Well you are right, but from the OP I had no other way to interpret the question.

 

[MatthiasS]

Thanks aa lot for your answer!

Yes, I was thinking about a hypothetical situation in which we have the same red/ox potential, but different rate constants.
The reason for my question is that I am interested on how a thin surface layer (sufficiently thin to allow for electron tunneling) affects peak separation and peak current of the CV curves. Typically, depending on the thickness of the surface layer, this layer is expected to decrease the rate constant (as far as I know this effect is even used to investigate the charge transfer kinetics of very fast reactions which would otherwise be difficult to measure due to diffusion limitations).

When I checked the literature on CV measurements in presence of thin surface layers, it seems that typically (i) the peak separation increases and (ii) the peak current density decreases (compared to the unmodified electrode). I agree that for slow scan rates the electron transfer rate between molecule and electrode might be too slow to catch up to the speed of the applied voltage (which results in an increased peak separation), but I do not understand why this also affects the peak current density (since the peak current density should depend only on scan rate as well as on concentration and diffusion coefficient of the redox couple).

 

[Borek]

I can be wrong, but judging from what is written in Theoretical Principles of Electrochemical Analysis (by Z. Galus, unfortunately I have it only in Polish), lower peaks are already predicted by the theoretical solutions given by Matsuda and Ayabe in Z. Electrochem, 59, 494 (1955).
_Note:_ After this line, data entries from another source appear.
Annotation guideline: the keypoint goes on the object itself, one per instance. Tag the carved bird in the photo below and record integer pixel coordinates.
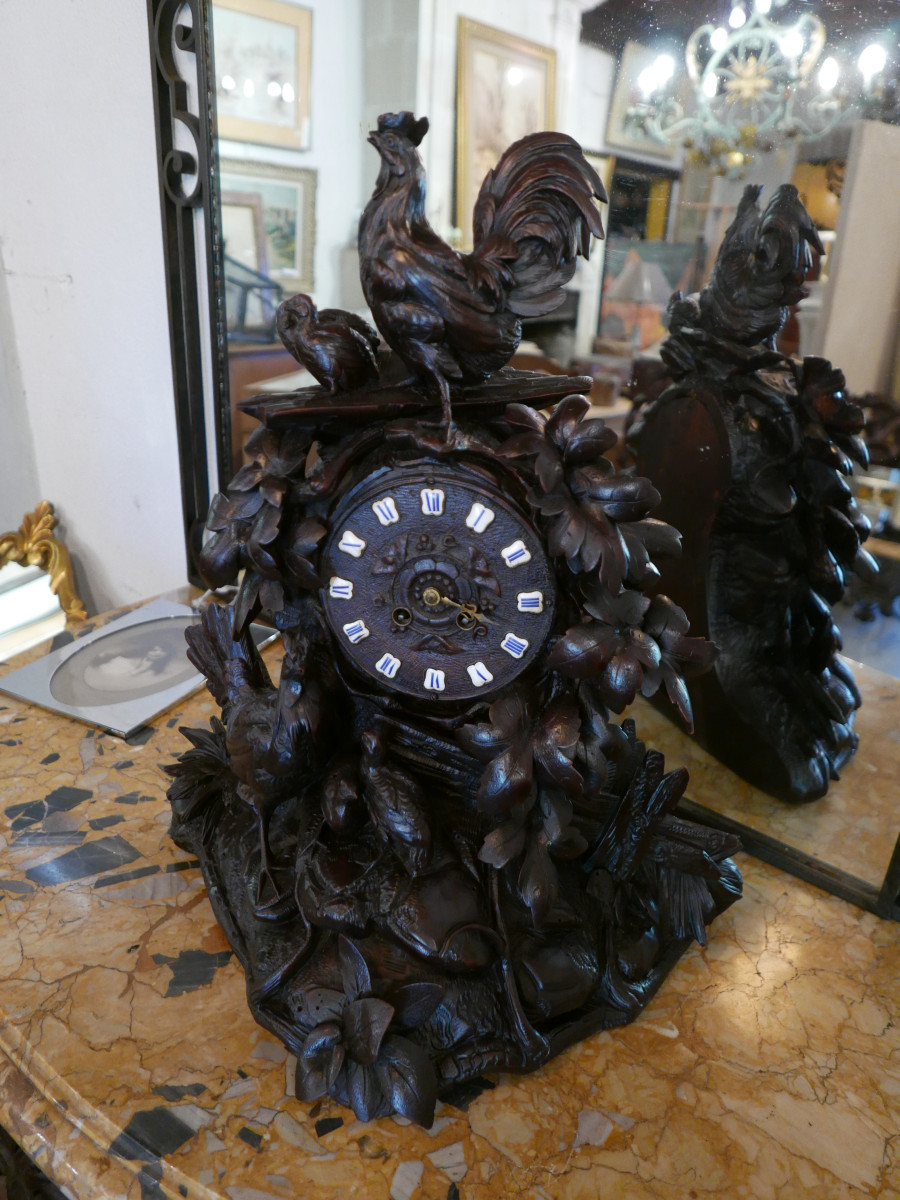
(451, 316)
(339, 348)
(760, 269)
(269, 732)
(395, 804)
http://onlinelibrary.wiley.com/doi/10.1002/bbpc.19550590605/abstract

 

[HAYAO]

Thanks aa lot for your answer!

Yes, I was thinking about a hypothetical situation in which we have the same red/ox potential, but different rate constants.
The reason for my question is that I am interested on how a thin surface layer (sufficiently thin to allow for electron tunneling) affects peak separation and peak current of the CV curves. Typically, depending on the thickness of the surface layer, this layer is expected to decrease the rate constant (as far as I know this effect is even used to investigate the charge transfer kinetics of very fast reactions which would otherwise be difficult to measure due to diffusion limitations).

When I checked the literature on CV measurements in presence of thin surface layers, it seems that typically (i) the peak separation increases and (ii) the peak current density decreases (compared to the unmodified electrode). I agree that for fast scan rates the electron transfer rate between molecule and electrode might be too slow to catch up to the speed of the applied voltage (which results in an increased peak separation), but I do not understand why this also affects the peak current density (since the peak current density should depend only on scan rate as well as on concentration and diffusion coefficient of the redox couple).

I don't understand what you are saying. You've just answered your own question.